Anschließend haben wir zusammen große Holzplatten im Außenbereich des Yellow aufgehängt und mit selbst entwickelten Motiven besprüht. Das war ein Zwischenschritt, um die Technik an der Sprühdose zu lernen und danach Motive für die Stromkästen zu entwickeln. Schließlich waren die Teilnehmerinnen und Teilnehmer so weit, ihre Motive auf kleine Stromkästen zu übertragen.

 

Was war das Besondere am Ferienkurs?

Quap: Wir haben uns viel Zeit genommen. Für die meisten war Graffiti ja Neuland, und der eine brachte mehr, der andere weniger Vorerfahrung oder Talent mit.

MM: Ich persönlich fand auch die große Altersspanne erwähnenswert – der jüngste Teilnehmer war gerade mal zwölf Jahre alt, der älteste Ende 20. Wobei das Alter nichts über die Kunstfertigkeit aussagt. Übrigens nahmen auch drei Mädchen am Workshop teil. Das ist deshalb erwähnenswert, weil Graffiti ja oft als „Männerkunst“ wahrgenommen wird.

 

Wie sind Sie vorgegangen?

MM: Wir haben drei Gruppen gebildet. Jede davon wurde von einem Yellow-Streetworker oder der Streetworkerin und einem Mitglied von LetterBox begleitet und angeleitet. Am Ende hat jede Gruppe einen Stromkasten in der Ingelheimer Innenstadt mit ihrem selbst entworfenen Motiv besprüht.

Quap: Der Stromkasten am Bahnhof zum Beispiel ist echt toll geworden.

Mit seinen bunten Eiskugeln ist er jetzt ein echter Hingucker.

Was genau verbirgt sich hinter dem LetterBox Kollektiv?

Quap: Wir sind etwa zehn Graffiti-Künstlerinnen und -Künstler aus Mainz und Umgebung mit allen möglichen Berufen. Ich selbst bin Sozialarbeiter. 2019 haben wir uns zusammengeschlossen und ein Kollektiv gegründet, dem wir einen Namen und damit ein „Gesicht“ für die Öffentlichkeit gegeben haben. Dabei sind wir kein Verein, sondern ein individuelles Netzwerk von Freunden. Neben unserer privaten Kunst nehmen wir auch Aufträge von Firmen, Institutionen und Einzelpersonen an, die uns künstlerische Freiheit geben und zu uns passen. Der Workshop mit dem Yellow passte perfekt zu uns und unserer Philosophie.

 

Was war Ihnen in der Zusammenarbeit mit dem Yellow wichtig?

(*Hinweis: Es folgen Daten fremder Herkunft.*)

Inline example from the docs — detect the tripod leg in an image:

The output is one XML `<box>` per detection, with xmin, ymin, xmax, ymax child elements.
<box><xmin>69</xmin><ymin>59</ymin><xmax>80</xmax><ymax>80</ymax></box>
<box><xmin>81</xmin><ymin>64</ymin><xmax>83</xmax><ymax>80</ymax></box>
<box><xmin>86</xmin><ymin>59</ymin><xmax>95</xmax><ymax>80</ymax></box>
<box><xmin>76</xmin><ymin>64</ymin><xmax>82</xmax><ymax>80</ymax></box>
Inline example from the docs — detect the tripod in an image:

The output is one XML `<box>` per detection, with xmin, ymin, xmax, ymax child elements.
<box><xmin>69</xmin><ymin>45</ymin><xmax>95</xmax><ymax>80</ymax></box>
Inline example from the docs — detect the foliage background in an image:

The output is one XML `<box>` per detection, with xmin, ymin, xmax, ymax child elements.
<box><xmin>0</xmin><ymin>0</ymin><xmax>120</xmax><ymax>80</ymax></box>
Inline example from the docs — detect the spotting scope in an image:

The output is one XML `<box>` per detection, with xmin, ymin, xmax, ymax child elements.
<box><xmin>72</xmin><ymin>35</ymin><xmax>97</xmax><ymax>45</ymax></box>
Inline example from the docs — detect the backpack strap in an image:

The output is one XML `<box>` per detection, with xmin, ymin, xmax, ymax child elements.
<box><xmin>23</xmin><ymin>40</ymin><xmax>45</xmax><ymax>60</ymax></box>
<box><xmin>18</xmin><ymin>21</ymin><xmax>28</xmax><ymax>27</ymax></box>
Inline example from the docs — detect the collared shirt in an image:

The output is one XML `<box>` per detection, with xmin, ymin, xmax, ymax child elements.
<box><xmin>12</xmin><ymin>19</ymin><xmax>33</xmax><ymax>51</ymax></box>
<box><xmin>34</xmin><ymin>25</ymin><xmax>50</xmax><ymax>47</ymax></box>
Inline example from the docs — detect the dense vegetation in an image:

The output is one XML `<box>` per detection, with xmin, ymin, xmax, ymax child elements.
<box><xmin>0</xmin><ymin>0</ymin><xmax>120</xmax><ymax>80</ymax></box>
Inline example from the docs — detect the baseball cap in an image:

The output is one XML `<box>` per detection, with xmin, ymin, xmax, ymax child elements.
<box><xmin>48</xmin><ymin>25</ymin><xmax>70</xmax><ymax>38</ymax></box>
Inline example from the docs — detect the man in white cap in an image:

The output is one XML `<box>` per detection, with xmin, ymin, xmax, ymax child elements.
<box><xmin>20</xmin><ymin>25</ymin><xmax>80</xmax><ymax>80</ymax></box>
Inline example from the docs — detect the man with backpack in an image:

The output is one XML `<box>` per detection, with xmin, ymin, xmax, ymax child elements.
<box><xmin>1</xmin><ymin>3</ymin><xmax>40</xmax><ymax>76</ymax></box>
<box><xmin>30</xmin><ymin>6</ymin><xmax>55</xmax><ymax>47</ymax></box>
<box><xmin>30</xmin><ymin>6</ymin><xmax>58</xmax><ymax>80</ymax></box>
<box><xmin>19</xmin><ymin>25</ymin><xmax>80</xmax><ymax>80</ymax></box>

Quap: Graffiti ist ein gutes Medium, um Jugendliche und junge Erwachsene zu erreichen. Wir freuen uns, dass wir in Kooperation mit dem Jugendzentrum und der Rheinhessischen jungen Menschen und den Einwohnern Ingelheims Graffiti mit all seinen Facetten näherbringen konnten. Und dass wir zusammen mit den Workshop-Teilnehmern das Stadtbild um ein paar neue „Farbklekse“ in Form von bunt gestalteten Stromkästen bereichern konnten.

 

Wie geht es nach dem Ferienworkshop weiter?

MM: Nachdem der so toll verlaufen ist, planen wir, die Zusammenarbeit mit LetterBox zu erweitern und künftig einen fortlaufenden Graffiti-Kurs im Yellow anzubieten. Noch viel mehr Stromkästen in Ingelheim sollen schöner werden.
Von der Rheinhessischen haben wir schon grünes Licht bekommen.